A Place Called Winter is a tale of heartbreaking hardship, a book that seems to combine Pride and Prejudice with E.M Forsters’ Maurice. Winter, Saskatchewan, Canada is in fact a real place, which was first settled in 1908. Among these settlers was Patrick Gale’s fictional figure Harry Cane, whose experience is loosely based on Gale’s own great grandfather who was mysteriously banished from the country leaving his wife and young child back in England while he faced the wilderness of Canada alone.  
Nothing could seem more unrealistic, at first than a married man living in England with a young child and private income who should decide to leave it all and sail for a life full of hardship and uncertainty in Canada. However by the time Harry Cane gets on the immigrant ship, Gale has established his character with precise economical strokes. Harry is apt to stammer and is constrained by everything that is expected of him.  What changes his life utterly is the realization that he loves men, in a period where homosexual acts, even in private, were punished by law and social disgrace. Harry meets Mr. Browning and they begin a sexual relationship, which on Harry’s side is a relation of love and passion. Yet when a blackmailer exposes their relationship, Harry is told by his wife’s family to remove himself from his wife, child and country.

Patrick Gale wrote A Place Called Winter in two and a half years and re-traced Harry’s steps. “ I spent three months there, and although Winter is a ghost town now, I had the coordinates for Harry’s farm so I was able to track it down precisely. I found it terribly moving that his acres were still being ploughed.” The novel begins in a Canadian psychiatric hospital, where Harry undergoes hypnotic therapy, revealing the events that led up to that moment. Gale explains that “the challenge was to inhabit homosexual life in a time when there are no words to describe any of the things the character feels or does. It is quite literally a story about the unspeakable.”
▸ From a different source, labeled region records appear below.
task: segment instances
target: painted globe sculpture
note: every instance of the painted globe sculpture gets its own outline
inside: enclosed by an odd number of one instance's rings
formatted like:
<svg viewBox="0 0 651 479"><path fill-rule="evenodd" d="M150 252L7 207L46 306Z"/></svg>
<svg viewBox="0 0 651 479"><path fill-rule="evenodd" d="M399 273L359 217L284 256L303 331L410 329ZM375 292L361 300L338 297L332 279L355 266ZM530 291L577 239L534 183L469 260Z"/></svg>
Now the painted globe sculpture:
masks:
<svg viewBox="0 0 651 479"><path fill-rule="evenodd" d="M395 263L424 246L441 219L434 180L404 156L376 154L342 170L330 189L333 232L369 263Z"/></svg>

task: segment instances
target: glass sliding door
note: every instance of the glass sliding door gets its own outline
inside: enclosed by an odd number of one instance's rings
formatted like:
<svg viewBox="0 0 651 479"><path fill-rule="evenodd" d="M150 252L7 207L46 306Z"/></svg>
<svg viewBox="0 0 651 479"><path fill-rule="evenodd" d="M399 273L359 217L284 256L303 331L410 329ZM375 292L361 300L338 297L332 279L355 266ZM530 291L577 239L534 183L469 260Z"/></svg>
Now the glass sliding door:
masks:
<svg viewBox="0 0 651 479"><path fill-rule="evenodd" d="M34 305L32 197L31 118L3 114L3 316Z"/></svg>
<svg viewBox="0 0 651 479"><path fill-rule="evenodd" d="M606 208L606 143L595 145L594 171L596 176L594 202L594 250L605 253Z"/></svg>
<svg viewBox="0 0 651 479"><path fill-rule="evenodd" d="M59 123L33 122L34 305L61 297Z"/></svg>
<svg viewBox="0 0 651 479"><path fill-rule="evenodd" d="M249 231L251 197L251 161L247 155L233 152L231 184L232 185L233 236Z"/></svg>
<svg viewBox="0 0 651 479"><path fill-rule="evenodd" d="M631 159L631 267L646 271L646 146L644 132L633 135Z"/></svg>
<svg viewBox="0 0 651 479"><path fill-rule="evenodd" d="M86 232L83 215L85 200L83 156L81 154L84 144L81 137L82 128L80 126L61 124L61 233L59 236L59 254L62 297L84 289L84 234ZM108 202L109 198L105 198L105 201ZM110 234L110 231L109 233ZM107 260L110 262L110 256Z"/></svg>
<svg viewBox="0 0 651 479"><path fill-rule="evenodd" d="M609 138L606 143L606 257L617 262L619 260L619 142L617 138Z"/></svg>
The classic story of a man finding himself through labor on his own land is de-railed almost as soon as it begins to take shape. Harry is pursued by an almost nightmarish figure Troels Munck. This virtually fairytale villain has a knack for spotting weakness in others, and therefore making himself essential to them. Above all Troels is a man of superb animal instinct, un-vexed by any ideas of mortality, and has a prowling capability for destruction, as he haunts Harry’s career as a homesteader. And yet through Troels, Harry finds great happiness, and a neighbor whom he comes to love, but also brings horror, death and incarnation.  Critics have highlighted compassion as one of the uniting qualities in Gale’s fiction, but I am still surprised by Harry’s willingness to acknowledge Munck’s brutality. “Munck is probably a psychopath,” says Gale, “but my difficulty with writing a negative character is that, in the course of the book, I come to understand some of their behavior and at least halfway forgive them.”

A Place Called Winter does not resolve itself, or offer a closed ending, but it does offer hope that emotional truth and loyalty to that truth maybe a way forward for Harry. He is an intensely sympathetic character in his struggles. Harry Cane’s tale is one of many, the disappeared who where not wanted by their family or society, and whose stories were long stained with shame. This fascinating novel is their requiem.